Recently, the Department of Juvenile Services closed the Hickey Detention Center and is reviewing treatment options for juvenile delinquents.  What are your views on the best placements for these children and teenagers?  

Children should be in their home communities, they should be provided treatment options appropriate for their needs, they should receive state-of-the–art wraparound services which involve their families, are strength based and constantly measured for their effectiveness.  If a secure facility is indicated, it should nevertheless be in the home community, and it should be small and therapeutic.  All interventions should be based on best or prevailing practices, monitored constantly for effectiveness and adjusted when needed to ensure the best possible outcomes.

In Baltimore city, the Department of Social Services is having difficulty placing foster children in homes, sometimes having them waiting in temporary settings before a placement is found.  What are your ideas for possible solutions to this situation?

This is not an acceptable situation for our children under any circumstances.  Placing children in public buildings, often without even the availability of beds or showers, should not be an option.

I would attack this problem two ways:

First, I would plan for emergencies like this, and design and fund appropriate alternative facilities for children who do not have an immediate placement available.  The facilities should be designed to be safe, clean and adequate as a place of rest for children who are already in crisis as they are removed from their home.

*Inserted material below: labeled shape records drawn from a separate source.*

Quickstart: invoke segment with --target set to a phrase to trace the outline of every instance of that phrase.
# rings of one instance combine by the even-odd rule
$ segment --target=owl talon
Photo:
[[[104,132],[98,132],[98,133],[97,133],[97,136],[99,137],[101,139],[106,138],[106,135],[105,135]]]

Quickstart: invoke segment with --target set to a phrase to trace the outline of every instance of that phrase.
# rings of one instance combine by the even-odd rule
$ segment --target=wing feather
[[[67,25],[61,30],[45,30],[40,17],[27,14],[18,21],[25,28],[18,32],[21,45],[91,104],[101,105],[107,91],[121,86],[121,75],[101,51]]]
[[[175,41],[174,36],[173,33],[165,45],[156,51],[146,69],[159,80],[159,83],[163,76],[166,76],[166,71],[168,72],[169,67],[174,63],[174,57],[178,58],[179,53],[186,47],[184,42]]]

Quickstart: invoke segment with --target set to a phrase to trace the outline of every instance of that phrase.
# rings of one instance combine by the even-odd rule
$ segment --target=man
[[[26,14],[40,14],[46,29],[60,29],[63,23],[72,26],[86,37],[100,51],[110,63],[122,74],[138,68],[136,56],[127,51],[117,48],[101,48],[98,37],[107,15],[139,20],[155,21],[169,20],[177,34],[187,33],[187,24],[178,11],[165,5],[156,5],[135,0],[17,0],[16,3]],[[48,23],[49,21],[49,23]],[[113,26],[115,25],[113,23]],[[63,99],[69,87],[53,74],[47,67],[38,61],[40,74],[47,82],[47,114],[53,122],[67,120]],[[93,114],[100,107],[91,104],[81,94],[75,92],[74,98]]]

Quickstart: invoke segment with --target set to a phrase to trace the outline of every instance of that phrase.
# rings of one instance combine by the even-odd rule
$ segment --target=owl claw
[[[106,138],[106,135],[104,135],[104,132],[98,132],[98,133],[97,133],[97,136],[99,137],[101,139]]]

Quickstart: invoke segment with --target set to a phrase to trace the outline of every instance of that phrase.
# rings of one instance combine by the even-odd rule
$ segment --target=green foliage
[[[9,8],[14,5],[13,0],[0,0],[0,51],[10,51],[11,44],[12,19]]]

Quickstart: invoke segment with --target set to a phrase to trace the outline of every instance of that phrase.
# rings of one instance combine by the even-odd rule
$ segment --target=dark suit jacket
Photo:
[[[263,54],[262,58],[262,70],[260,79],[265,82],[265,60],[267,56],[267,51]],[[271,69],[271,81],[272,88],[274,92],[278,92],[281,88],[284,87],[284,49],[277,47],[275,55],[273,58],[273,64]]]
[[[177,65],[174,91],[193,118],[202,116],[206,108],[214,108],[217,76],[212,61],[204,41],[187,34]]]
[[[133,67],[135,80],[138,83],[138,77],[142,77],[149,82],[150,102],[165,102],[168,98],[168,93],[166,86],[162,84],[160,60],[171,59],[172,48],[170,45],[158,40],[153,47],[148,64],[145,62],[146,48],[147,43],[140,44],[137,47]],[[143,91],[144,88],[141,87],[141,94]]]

Second, and more important, I would design and fund a foster care system that has sufficient capacity to care for all of the children placed in its care.  This is one of the most fundamental roles of government – protection of the vulnerable children in our society.

In addition to the basics – ensuring protection of children in the care of the state – I would also design and fund wraparound mental health services for children in foster care so that when they leave foster care, they leave with the best possible chance of success.  Under the system in place today, approximately 70% of all children in residential treatments centers were once in either foster care or juvenile services.  My goal would be to reverse that trend through the provision of quality mental health services in both the juvenile services and foster care systems, and to ensure the services are adequately funded.